The American College of Rheumatology published criteria for the classification of temporal arteritis in 1990 [1] to help discriminate between different types of vasculitis. It requires three of the following five criteria to be met: age ge;50 years, new onset localized headache, temporal artery tenderness or decreased pulse, ESR ge;50 mm h^–1, abnormal histology. Unfortunately diagnosis is not always straightforward. As in the case we describe, symptoms may be non-specific or even largely absent and ESR may be normal. A temporal artery biopsy is not infallible, as there can be false negatives due to the presence of skip lesions. Even though it is a relatively minor procedure usually carried out under local anaesthetic it may be refused by the patient or have complications such as local infection or damage to auriculotemporal nerve branches [2]. High dose steroid therapy carries the risk of significant side effects such as electrolyte disturbance, hypertension and psychiatric disturbance acutely; diabetes, osteoporosis and adrenal suppression with long term usage. Treatment cannot therefore be instituted without adequate justification.

Recent reports have suggested that ultrasound may be a useful adjunct in the diagnosis of GCA. Puechal et al [3] described the use of Doppler ultrasound examination of the temporal, ophthalmic and facial arteries in the diagnosis of GCA and found it to have a specificity of 80% and a sensitivity of 77%, using temporal artery biopsy as the gold standard. Schmidt et al described the use of duplex ultrasound to examine the morphology and flow characteristics in temporal arteries [4, 5]. They found no significant changes in blood velocity in affected arteries, but described irregularity, stenoses, wall thickening and the presence of an echolucent halo around affected arteries due to mural oedema [6], which the authors felt was the most specific sign of arteritis when circumferential and imaged in two planes [7]. They found that duplex ultrasound abnormalities had a 93% specificity and sensitivity for diagnosing GCA. In a similar study Stammler et al [8] found that the presence of a halo was 100% sensitive and 80% specific for temporal arteritis, using temporal artery biopsy as the gold standard. More recently however, Venz et al [9] have demonstrated an indistinguishable halo in the temporal arteries of patients without GCA, showing that it is not completely specific.

In conclusion, duplex ultrasound is a recently described but little used non-invasive technique for the investigation of the temporal arteries in cases of possible GCA. In our case report a questionable case of GCA was confirmed on ultrasound and histological examination. We feel that duplex ultrasound is a rapid, simple and non-invasive method that has several applications.

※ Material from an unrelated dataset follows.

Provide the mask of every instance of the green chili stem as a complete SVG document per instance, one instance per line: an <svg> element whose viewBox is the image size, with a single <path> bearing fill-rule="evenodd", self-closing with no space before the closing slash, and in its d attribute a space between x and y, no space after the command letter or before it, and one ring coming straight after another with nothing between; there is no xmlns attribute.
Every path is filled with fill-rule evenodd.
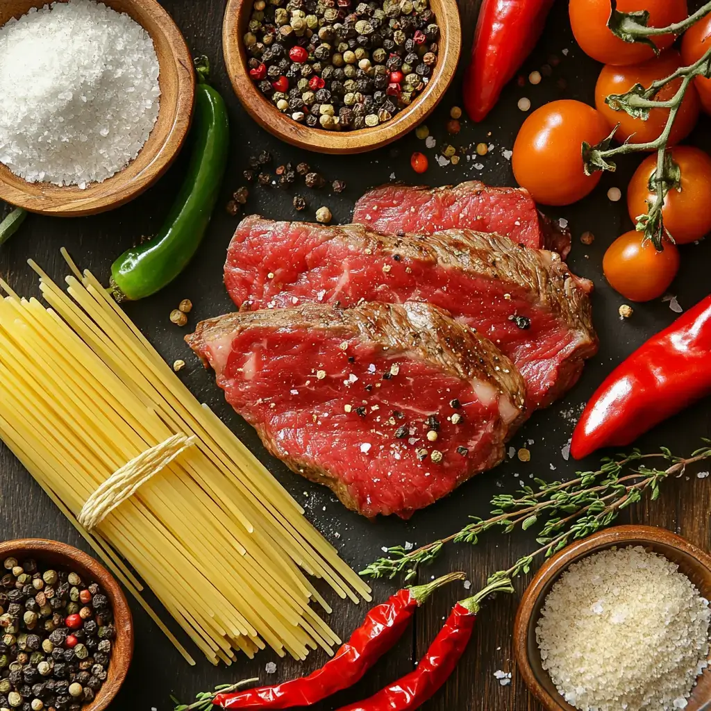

For example in equivocal cases or when patients refuse temporal artery biopsy a normal ultrasound may obviate the need for biopsy or unnecessary treatment, whereas an abnormal result, particularly one demonstrating both an echolucent halo and areas of stenosis, would be highly suggestive of the diagnosis. It can also be used to identify abnormal segments before biopsy to reduce the risk of a false negative result. Further study is necessary to determine if duplex ultrasound alone is sensitive and specific enough to diagnose GCA without recourse to temporal artery biopsy.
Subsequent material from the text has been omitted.